確か、青色の建物が『男子寮』で赤色の建物が『女子寮』のはずだ。
もちろん、あたし達のような馬車で通学できない生徒や『主人公のアルセラ』と『攻略対象』達は必ず、ここで寮生活を送ることとなるだろう。
そして、各寮を除いた中央の赤茶色の4F建ての建物と左右のベージュ色の2F建ての建物が、所謂、『セブン⭐︎プリンセス』のメイン舞台となる『セブンス学園』である。
まずは、3つの建物のうち、中央の建物を『本校』と呼ぶ。『本校』では、主に魔法に関する『知識』を学ぶ場所のはずだ。
つまり、セブンス学園の毎日のスケジュールのうち、午前は『本校』で過ごす事となる。
次に右側の横幅の広さに特化した2F建ての建物は『魔法演習場』である。この『魔法演習場』では、魔法を実践的に練習するための場所だ。
あたしが『セブン⭐︎プリンセス』をプレイしていた頃は、この『魔法演習場』が『レベル上げ』に最も効率の良い場所だった。
主な理由として、魔法の習得には個人差があるため、各生徒が『自由』に活動できる。
つまり、あたしの『セブン⭐︎プリンセス』の攻略知識が正しければ、セブンス学園の毎日の午後は大体『魔法の個人練習』になるだろう。
最後に左側の建物だけドーム型になっており、横幅が広い2階建ての構造だ。
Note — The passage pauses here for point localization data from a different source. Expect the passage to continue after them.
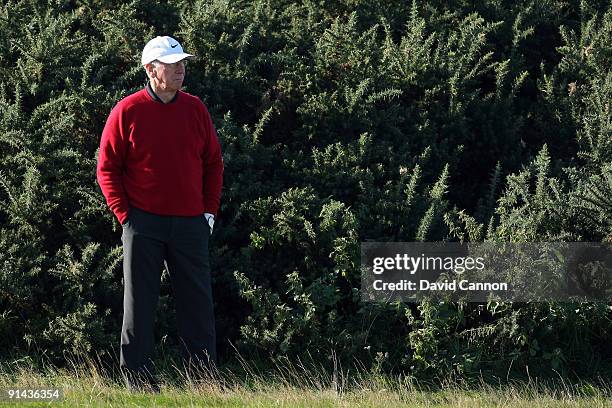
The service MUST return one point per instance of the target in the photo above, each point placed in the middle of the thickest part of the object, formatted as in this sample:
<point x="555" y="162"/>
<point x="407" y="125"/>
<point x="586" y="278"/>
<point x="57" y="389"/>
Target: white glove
<point x="210" y="219"/>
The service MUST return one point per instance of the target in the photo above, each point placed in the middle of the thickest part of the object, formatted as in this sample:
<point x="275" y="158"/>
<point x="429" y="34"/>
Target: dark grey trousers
<point x="149" y="240"/>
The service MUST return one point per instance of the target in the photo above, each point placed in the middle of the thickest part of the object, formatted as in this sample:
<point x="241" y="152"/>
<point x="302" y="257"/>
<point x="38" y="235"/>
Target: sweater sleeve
<point x="212" y="163"/>
<point x="111" y="163"/>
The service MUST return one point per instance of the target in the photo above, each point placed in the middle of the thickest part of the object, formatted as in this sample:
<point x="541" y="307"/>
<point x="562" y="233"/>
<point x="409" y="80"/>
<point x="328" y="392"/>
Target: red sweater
<point x="161" y="158"/>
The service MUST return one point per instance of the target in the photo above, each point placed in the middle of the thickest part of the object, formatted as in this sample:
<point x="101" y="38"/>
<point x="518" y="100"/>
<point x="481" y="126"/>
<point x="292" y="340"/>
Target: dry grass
<point x="290" y="385"/>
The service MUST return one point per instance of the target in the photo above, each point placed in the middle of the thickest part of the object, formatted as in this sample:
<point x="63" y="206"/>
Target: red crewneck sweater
<point x="164" y="158"/>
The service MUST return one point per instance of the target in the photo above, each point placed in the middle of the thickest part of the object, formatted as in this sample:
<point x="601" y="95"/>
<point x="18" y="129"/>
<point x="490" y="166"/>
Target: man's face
<point x="169" y="77"/>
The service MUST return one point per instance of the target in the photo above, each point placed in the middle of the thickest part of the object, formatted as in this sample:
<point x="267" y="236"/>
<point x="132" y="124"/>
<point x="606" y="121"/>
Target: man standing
<point x="160" y="170"/>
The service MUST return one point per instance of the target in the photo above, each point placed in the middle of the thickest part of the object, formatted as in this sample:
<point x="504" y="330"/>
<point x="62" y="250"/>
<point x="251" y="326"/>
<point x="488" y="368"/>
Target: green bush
<point x="340" y="122"/>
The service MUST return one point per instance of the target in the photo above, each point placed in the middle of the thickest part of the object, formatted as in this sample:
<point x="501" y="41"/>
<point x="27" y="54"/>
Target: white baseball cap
<point x="165" y="49"/>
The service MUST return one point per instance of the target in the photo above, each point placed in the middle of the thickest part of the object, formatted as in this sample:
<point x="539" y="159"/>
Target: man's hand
<point x="210" y="219"/>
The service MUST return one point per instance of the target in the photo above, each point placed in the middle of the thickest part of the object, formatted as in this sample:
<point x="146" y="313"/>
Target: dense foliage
<point x="341" y="121"/>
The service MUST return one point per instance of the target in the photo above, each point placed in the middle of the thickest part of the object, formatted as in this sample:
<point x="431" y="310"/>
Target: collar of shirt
<point x="153" y="95"/>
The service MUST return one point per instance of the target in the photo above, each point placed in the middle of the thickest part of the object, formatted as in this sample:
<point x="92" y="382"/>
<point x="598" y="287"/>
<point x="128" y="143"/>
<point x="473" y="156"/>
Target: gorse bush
<point x="340" y="122"/>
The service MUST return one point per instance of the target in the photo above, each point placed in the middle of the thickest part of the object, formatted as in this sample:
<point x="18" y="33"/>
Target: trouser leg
<point x="189" y="267"/>
<point x="142" y="265"/>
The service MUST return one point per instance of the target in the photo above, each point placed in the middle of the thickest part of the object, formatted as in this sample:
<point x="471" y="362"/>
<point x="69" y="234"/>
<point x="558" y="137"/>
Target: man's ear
<point x="151" y="71"/>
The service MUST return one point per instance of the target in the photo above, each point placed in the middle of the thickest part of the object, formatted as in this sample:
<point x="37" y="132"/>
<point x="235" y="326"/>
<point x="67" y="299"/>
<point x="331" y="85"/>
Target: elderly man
<point x="160" y="170"/>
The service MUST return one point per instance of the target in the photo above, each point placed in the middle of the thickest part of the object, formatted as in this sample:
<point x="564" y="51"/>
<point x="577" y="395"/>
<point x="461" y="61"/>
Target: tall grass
<point x="89" y="382"/>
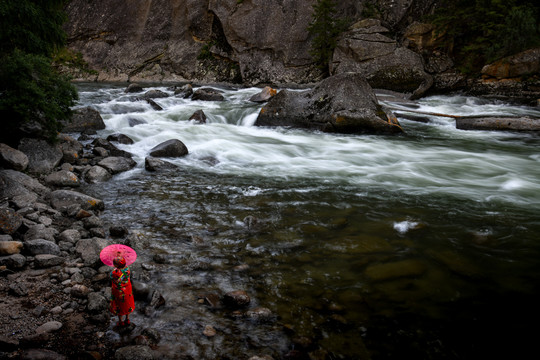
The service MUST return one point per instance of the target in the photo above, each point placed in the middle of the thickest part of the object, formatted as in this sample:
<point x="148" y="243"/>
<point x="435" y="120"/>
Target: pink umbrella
<point x="108" y="254"/>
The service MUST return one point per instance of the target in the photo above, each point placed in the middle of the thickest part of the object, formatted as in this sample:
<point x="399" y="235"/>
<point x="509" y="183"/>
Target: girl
<point x="122" y="301"/>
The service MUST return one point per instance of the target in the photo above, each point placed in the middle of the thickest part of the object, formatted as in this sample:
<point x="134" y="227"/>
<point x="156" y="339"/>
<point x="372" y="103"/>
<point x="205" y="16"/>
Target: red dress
<point x="122" y="301"/>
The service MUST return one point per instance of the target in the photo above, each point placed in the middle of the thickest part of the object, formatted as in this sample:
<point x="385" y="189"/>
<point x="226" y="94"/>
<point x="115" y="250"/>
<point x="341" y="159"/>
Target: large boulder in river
<point x="381" y="60"/>
<point x="343" y="103"/>
<point x="42" y="156"/>
<point x="169" y="148"/>
<point x="84" y="119"/>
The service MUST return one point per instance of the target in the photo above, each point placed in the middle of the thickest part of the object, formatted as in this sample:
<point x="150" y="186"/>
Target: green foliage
<point x="32" y="94"/>
<point x="481" y="31"/>
<point x="325" y="29"/>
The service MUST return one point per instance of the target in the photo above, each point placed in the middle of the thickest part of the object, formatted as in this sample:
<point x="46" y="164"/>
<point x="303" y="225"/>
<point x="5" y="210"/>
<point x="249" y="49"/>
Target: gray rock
<point x="11" y="158"/>
<point x="117" y="164"/>
<point x="96" y="303"/>
<point x="70" y="235"/>
<point x="10" y="221"/>
<point x="14" y="262"/>
<point x="155" y="164"/>
<point x="47" y="260"/>
<point x="266" y="94"/>
<point x="97" y="174"/>
<point x="40" y="231"/>
<point x="207" y="94"/>
<point x="134" y="352"/>
<point x="41" y="246"/>
<point x="62" y="178"/>
<point x="198" y="116"/>
<point x="120" y="138"/>
<point x="42" y="156"/>
<point x="343" y="103"/>
<point x="89" y="249"/>
<point x="84" y="119"/>
<point x="61" y="200"/>
<point x="169" y="148"/>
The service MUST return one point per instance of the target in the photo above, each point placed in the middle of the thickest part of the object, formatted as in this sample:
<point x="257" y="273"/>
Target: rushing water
<point x="423" y="245"/>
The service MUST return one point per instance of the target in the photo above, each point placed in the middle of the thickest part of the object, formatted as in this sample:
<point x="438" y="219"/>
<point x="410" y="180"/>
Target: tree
<point x="325" y="29"/>
<point x="33" y="96"/>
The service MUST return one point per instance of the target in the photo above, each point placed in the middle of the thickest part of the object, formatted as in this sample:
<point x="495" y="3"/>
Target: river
<point x="423" y="245"/>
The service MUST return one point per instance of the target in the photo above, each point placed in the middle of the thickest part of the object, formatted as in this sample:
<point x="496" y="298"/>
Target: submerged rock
<point x="344" y="103"/>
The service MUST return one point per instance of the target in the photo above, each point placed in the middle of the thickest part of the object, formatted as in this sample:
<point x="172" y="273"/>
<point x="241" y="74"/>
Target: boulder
<point x="343" y="103"/>
<point x="11" y="158"/>
<point x="84" y="119"/>
<point x="97" y="174"/>
<point x="169" y="148"/>
<point x="10" y="221"/>
<point x="120" y="138"/>
<point x="266" y="94"/>
<point x="42" y="261"/>
<point x="198" y="116"/>
<point x="236" y="299"/>
<point x="14" y="262"/>
<point x="155" y="164"/>
<point x="133" y="88"/>
<point x="62" y="178"/>
<point x="62" y="200"/>
<point x="522" y="64"/>
<point x="498" y="123"/>
<point x="381" y="60"/>
<point x="41" y="246"/>
<point x="117" y="164"/>
<point x="89" y="249"/>
<point x="42" y="156"/>
<point x="207" y="94"/>
<point x="10" y="247"/>
<point x="184" y="91"/>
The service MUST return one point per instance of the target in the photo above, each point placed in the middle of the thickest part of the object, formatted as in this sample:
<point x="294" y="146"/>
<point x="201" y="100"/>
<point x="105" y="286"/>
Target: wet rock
<point x="41" y="246"/>
<point x="343" y="103"/>
<point x="154" y="164"/>
<point x="13" y="262"/>
<point x="11" y="158"/>
<point x="42" y="156"/>
<point x="48" y="260"/>
<point x="83" y="120"/>
<point x="155" y="94"/>
<point x="209" y="331"/>
<point x="184" y="91"/>
<point x="41" y="354"/>
<point x="10" y="221"/>
<point x="63" y="199"/>
<point x="40" y="231"/>
<point x="266" y="94"/>
<point x="62" y="178"/>
<point x="117" y="164"/>
<point x="10" y="247"/>
<point x="198" y="116"/>
<point x="133" y="88"/>
<point x="97" y="174"/>
<point x="236" y="299"/>
<point x="135" y="352"/>
<point x="121" y="139"/>
<point x="96" y="303"/>
<point x="394" y="270"/>
<point x="498" y="123"/>
<point x="207" y="94"/>
<point x="89" y="249"/>
<point x="18" y="289"/>
<point x="169" y="148"/>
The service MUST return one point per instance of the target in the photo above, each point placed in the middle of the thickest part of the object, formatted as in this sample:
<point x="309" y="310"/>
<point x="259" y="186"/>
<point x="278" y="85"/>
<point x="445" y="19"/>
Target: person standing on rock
<point x="122" y="300"/>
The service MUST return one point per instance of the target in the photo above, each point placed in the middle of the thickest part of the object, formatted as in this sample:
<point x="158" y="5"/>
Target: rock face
<point x="381" y="60"/>
<point x="344" y="103"/>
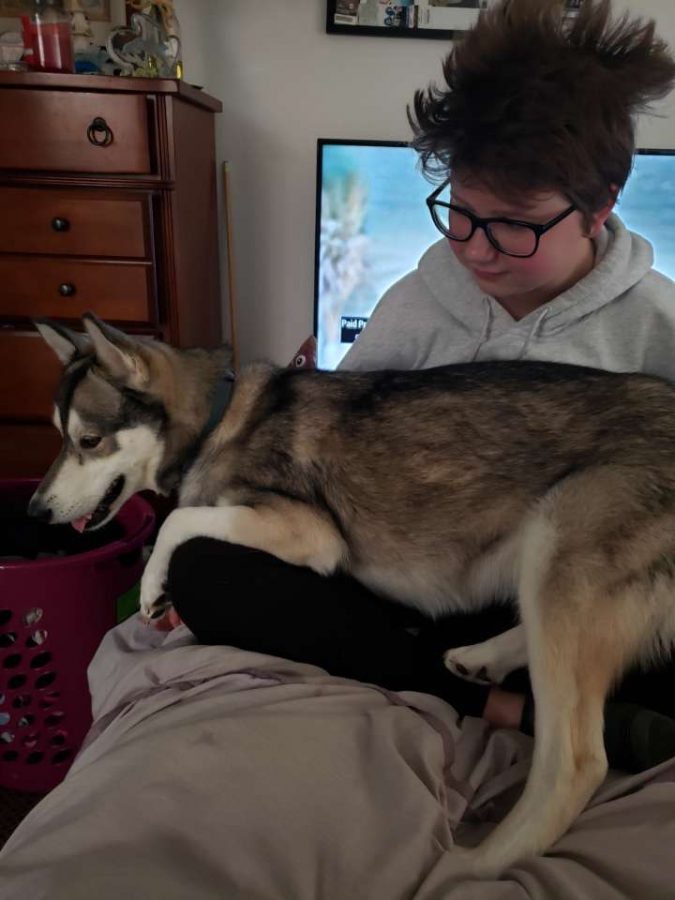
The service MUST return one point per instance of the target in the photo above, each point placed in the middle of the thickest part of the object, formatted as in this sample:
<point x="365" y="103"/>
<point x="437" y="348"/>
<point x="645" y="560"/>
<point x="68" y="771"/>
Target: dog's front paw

下は学食のような生徒が交流しながら飲食をする場所、上は教師達の合同会議等をする場所である。
結論として、あたし達は基本的に『セブンス学園』の『本校』と『魔法演習場』を行き来することとなるだろう。
「それじゃシンリー隊長、ディアお嬢様を任せたぞ。あんたしかいねぇ」
「あははは!!僕たちの分まで頼みますねー」
「ええ。私がお守りします!!」
あたしが『セブン⭐︎プリンセス』の攻略知識と目の前の『セブンス学園』の建物を照らし合わせている最中、ロンとアースの真面目な頼みに対して、シンリーは真面目な返事をしている。
「ロン、アース、行きの護衛をしてくれてありがとう。帰りもよろしくね?」
「ああ、ディアお嬢様、任せてくれ」
彼等のやりとりを見届けた後、あたしは彼等に帰りの護衛も頼み、ロンとアースから快諾してもらう。その後、シンリーと共に手を繋ぎながら、馬車を降り、そのまま『セブンス学園』の校門付近まで歩いて移動する事となった。
「ディアお嬢様…私がいますからご安心を」
「…うん!!」
一度、『セブンス学園』の校門の直前であたしは怯えてしまったのか、足が竦んでしまう。
しかし、そんなあたしに気づいたのか、シンリーがあたしの手を強く握りながら、励ましてくれる。
あたしは、彼女の言葉のおかげで『セブンス学園』の中へ足を踏み入れた。